Sarah Moss

Notes from a Smaller Island

 

I have just moved to Ireland. I don’t intend to write a travel book, but I am thinking about places and nations and ways of representing them. There is a problem with travel writing, in that travellers write home to describe the exotic, and the only measure of unfamiliar places and people is the extent to which they are different from or similar to the domestic. To call a new place strange is to make it exotic, while to call it familiar is to erase difference, and both are objectionable. In practice, I find no literary solution. I wrote about living in Iceland, and when I described differences I observed between my understanding of life in England (Canterbury then, to be exact, a middle-class life with small children) and in Iceland (Reykjavik, with only just or not quite enough money to eat at the end of the month, again with small children), I was wrong, either because, as a foreigner, I didn’t understand Iceland well enough to write about it, or because, as a foreigner, I was falling for stereotypes and was unable to see that people are the same everywhere.

We moved to Ireland for reasons by which I am slightly embarrassed: because I had been going to Irish literary festivals for a few years and enjoying them and wanting to stay and continue the conversations; because I am fascinated by the transformation of the conservative near-theocracy I knew as a child into the progressive liberal democracy taking shape now, a process that’s as interesting for its hesitations and imperfections as for its speed; because of the mountains and the sea; because people seem welcoming and curious. All right, because of the craic, too, though I worry that the conversations, the welcome and the craic may not survive coronavirus.
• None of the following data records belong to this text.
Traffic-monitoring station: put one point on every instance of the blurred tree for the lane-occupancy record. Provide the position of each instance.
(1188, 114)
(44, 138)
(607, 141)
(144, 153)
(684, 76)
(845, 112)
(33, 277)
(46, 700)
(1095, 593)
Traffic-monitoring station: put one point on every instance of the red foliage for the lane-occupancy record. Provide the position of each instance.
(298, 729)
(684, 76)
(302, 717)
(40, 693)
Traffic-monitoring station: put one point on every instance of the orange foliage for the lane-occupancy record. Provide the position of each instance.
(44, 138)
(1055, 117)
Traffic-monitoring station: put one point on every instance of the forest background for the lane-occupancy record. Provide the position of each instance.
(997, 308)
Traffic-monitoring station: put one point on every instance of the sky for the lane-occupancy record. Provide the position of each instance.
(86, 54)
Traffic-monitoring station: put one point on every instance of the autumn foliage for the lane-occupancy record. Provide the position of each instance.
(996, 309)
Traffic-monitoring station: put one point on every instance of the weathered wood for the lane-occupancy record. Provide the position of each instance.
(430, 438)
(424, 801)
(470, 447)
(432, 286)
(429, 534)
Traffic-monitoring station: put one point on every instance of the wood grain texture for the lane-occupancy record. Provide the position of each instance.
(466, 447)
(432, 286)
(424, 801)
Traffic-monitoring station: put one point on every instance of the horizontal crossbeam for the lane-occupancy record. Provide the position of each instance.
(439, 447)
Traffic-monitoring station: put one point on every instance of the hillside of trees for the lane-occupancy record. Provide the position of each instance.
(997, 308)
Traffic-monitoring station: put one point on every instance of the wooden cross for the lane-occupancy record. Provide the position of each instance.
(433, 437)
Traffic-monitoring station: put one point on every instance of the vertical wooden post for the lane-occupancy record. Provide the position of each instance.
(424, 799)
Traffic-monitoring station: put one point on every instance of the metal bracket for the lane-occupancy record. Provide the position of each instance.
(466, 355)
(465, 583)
I write on the last day of Ireland’s gentle quarantine for international arrivals. We are allowed out for exercise, but not to meet anyone or enter any indoor space. Even under these circumstances, I am experiencing something like falling in love with this place. After eight years in the English Midlands, we are living once again by the sea, five minutes’ walk from Dun Laoghaire pier. When one of us feels sad, we can go down to the shore and, almost always, even at high tide, see seals. The light on the water is always changing, ships come and go, there are cormorants and terns and oystercatchers about their business. In Coventry I used to run through housing estates, out along a commuter road that happened to have pavement as it crossed the fields towards a nearby village, down what had once been a country lane and is now a rat run, past a medieval castle and an old high street and back along another fast, busy road joining two towns. It was perfectly all right. I saw the seasons change, the smoky hedgerows blossom and fruit, at least until they were chopped down for HS2. There were sheep, then sheep with lambs, then sheep without lambs; fields newly green, deeply green, harvested; bare gardens, children playing in gardens, falling leaves, Christmas lights. But here I run along the shoreline, past the Forty Foot bathing place and two Martello towers, up Killiney Hill – in and out of the shade of trees, dark and bright, cool and then warm or dry and then wet again – to the point where I can, weather permitting, see all along the Dublin coast from Howth to Bray, and maybe the summits of Snowdonia, reaching above the planet’s curve. I admire, almost without coveting, Georgian pastel houses and the baronial follies engineered into the hillsides with Victorian bravado. Distracted by a new love, I find it hard to stay inside and write. I see the clouds change and wonder how the hills are looking now. I struggle to concentrate because I want to go out and hear the waves and see if there are seals on the rocks now that the tide is falling.

I am objectifying Ireland, loving it for its body, and I wonder about the politics of this new infatuation. I know now, having lived on several North Atlantic shores and in the middle of England, that I really am happier by the sea. The coast and the blue water comfort me steadily in all weathers the way I imagine religious faith sustains believers. I have always known that climbing mountains is important to me – that’s why I stay strong and fit, in the hope that the time between not being able to walk high ground and being dead will be short. (I don’t mean that people who can’t climb mountains might as well be dead, just that it comes too easily to me to want to be dead, and climbing mountains weighs on the side of wanting to be alive.) But is it enough, is it good, to love a place for its beauty, for its amenity, for what it does for me?

One of my aims as a writer and teacher is to explore ways of belonging without ownership, to think and ask others to think about how we can feel responsible for a place without needing to exclude others from it. I cannot say that I ‘love’ Ireland, or any other country, though my experience of particular landscapes is very much like falling in love. It is always frightening when someone announces love for a nation-state. I cannot imagine patriotism without at least the threat of violence.

And so I do not know how to be here – how to be both a good immigrant and a good writer – except that Keats was right that not knowing is where good writing begins.